The roller coaster template is easy to see as the long incline, Expansion, is followed by a rapid plunge, Contraction, and the less volatile coast to the end, Restraint. Examining annual oil prices provided by BP going to back to 1861, shows prices spiking to over $100/Bbl (adjusted to 2018 dollars) only three times since it’s discovery.  Each spike follows the roller coaster pattern.

It is my belief that the Contraction phase of this ride has not fully completed yet.  The average price going back to 1861, using the data referenced above, is $36/Bbl.  Average prices going back to OPEC’s initiation in 1960 is $50/Bbl. The post-OPEC average price calculation includes 2 of the 3 $100/Bbl price spikes, however, and which could point to a run-rate price much closer to the long-term average.
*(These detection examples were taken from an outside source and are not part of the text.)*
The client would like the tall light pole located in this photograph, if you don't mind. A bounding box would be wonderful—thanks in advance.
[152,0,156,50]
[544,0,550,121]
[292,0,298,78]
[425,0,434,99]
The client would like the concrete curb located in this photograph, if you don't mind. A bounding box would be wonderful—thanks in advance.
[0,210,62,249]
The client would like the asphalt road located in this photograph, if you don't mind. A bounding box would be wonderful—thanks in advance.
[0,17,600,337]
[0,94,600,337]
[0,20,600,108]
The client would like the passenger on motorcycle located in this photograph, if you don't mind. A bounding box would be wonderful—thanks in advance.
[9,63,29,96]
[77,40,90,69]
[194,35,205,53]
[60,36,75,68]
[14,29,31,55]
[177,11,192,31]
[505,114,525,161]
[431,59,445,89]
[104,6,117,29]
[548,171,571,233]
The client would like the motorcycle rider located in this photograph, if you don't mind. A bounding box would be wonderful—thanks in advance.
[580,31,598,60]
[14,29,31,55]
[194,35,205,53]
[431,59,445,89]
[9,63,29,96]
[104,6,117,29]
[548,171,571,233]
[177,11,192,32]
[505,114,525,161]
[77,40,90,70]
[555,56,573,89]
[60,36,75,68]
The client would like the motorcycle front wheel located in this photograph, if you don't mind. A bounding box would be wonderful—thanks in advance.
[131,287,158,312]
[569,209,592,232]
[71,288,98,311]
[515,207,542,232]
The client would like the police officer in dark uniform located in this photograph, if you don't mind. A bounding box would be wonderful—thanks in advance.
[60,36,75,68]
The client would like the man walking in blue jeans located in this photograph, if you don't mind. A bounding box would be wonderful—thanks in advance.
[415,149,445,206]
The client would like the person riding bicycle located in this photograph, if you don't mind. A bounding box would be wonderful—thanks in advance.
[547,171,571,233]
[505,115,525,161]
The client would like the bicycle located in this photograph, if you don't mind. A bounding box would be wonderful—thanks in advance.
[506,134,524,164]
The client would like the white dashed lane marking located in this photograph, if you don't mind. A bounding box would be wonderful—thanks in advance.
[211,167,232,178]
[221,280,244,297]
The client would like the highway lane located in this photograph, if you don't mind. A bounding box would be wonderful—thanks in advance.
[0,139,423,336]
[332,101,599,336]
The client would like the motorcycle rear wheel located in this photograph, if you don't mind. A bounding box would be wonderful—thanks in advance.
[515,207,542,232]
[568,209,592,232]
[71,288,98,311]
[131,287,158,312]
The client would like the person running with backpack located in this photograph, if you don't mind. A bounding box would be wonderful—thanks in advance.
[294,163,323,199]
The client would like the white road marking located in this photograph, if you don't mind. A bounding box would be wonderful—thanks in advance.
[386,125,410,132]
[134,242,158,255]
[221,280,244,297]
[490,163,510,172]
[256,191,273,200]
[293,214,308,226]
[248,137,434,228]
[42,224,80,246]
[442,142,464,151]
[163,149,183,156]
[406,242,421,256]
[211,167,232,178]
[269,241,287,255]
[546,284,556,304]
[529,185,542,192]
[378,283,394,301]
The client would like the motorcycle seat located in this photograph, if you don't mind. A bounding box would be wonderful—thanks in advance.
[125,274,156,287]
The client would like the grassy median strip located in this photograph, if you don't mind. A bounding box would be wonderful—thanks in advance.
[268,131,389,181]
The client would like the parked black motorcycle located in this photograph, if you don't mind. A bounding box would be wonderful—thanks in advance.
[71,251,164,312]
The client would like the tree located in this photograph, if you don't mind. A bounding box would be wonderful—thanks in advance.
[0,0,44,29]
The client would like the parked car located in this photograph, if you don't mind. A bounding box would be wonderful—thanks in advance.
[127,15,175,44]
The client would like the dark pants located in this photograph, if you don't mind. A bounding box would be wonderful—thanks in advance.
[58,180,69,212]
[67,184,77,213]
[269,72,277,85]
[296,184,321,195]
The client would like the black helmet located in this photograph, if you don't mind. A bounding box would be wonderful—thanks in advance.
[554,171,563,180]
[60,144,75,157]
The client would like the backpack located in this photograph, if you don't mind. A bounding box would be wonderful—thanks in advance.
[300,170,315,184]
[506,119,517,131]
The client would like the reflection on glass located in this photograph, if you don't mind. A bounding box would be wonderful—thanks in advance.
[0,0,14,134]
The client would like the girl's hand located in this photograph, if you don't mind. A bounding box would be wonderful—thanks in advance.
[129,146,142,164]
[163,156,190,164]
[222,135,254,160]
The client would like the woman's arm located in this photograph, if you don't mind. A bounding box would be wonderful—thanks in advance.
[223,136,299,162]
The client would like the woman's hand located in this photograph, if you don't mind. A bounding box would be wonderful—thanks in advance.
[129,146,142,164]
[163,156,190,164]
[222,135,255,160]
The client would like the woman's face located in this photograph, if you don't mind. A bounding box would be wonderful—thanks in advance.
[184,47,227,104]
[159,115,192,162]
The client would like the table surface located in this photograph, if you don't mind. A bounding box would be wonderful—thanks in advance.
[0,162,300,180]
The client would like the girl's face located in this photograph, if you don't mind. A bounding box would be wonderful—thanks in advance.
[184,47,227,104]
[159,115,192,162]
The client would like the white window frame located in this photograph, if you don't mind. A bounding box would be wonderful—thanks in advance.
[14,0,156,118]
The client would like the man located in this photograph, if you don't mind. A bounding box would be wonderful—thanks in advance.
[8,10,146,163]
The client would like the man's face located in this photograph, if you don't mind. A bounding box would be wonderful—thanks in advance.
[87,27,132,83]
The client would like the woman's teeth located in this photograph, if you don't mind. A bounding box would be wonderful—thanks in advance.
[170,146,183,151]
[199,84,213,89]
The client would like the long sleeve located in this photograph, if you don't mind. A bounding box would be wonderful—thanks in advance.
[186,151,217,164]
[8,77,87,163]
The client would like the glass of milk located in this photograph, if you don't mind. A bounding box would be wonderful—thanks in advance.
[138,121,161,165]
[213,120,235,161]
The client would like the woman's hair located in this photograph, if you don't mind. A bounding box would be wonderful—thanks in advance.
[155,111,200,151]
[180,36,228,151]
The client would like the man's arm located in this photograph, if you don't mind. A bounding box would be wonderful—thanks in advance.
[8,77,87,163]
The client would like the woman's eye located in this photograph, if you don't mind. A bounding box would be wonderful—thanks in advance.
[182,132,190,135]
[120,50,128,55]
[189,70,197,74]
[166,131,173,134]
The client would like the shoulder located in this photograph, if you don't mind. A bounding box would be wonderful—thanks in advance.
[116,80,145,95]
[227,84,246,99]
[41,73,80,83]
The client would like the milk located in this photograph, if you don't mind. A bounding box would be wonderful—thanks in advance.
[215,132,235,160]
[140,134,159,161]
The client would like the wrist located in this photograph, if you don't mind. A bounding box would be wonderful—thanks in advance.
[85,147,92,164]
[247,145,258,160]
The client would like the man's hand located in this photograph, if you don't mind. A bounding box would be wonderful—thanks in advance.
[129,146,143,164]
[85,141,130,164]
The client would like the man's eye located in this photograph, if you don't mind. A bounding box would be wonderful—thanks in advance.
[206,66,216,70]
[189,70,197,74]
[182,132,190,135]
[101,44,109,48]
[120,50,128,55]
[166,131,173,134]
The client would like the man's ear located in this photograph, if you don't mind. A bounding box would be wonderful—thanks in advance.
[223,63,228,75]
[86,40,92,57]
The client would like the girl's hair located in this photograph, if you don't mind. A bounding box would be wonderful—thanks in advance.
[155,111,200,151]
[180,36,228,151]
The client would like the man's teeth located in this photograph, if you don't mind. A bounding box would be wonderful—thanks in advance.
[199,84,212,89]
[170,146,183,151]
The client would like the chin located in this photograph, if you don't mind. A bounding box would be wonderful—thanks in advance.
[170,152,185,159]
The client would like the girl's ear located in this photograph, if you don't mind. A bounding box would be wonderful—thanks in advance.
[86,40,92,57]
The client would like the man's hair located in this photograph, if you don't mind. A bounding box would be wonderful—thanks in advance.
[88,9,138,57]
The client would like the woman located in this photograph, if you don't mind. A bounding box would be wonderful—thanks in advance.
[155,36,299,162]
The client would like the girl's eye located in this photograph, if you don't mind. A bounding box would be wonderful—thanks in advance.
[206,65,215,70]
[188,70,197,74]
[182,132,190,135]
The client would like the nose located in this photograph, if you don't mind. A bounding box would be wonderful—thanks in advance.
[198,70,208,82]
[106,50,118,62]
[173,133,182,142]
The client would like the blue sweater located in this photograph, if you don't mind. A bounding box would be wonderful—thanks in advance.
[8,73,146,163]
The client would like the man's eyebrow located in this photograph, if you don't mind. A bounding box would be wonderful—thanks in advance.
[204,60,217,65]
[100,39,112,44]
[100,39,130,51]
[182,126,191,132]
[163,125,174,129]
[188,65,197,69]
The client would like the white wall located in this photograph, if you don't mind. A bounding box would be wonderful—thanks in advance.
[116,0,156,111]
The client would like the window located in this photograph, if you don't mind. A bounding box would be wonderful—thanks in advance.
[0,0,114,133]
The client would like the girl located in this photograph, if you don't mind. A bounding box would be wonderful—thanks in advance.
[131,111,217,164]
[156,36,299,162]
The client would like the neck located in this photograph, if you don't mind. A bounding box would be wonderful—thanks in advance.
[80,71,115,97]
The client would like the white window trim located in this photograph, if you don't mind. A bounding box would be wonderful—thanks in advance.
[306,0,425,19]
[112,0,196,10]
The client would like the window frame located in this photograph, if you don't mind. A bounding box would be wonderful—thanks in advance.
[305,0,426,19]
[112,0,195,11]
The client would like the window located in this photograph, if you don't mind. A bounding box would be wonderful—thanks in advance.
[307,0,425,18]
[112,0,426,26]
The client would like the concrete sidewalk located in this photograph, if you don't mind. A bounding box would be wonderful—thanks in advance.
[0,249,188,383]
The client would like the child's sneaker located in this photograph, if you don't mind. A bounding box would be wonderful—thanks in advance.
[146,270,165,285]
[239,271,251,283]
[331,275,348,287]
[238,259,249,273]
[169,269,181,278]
Price has stayed consistently higher than both of these price levels after bottoming in 2015-2016.  Price action over the past 4-5 years shows WTI oil prices with support around $45/Bbl and resistance in the $60/Bbl range, although pricing was greater than $60 for much of 2018.  I believe that until price returns to longer-term averages, another leg of the Contraction phase will likely complete on the way to the Expansion phase.

Disclaimer: I have owned shares of OILD, an inverse oil price ETF, in the past and expect to again at any point in time.

I am not a financial services professional.  All information on this site should be regarded as informational or for entertainment only, and not as actual investment advice.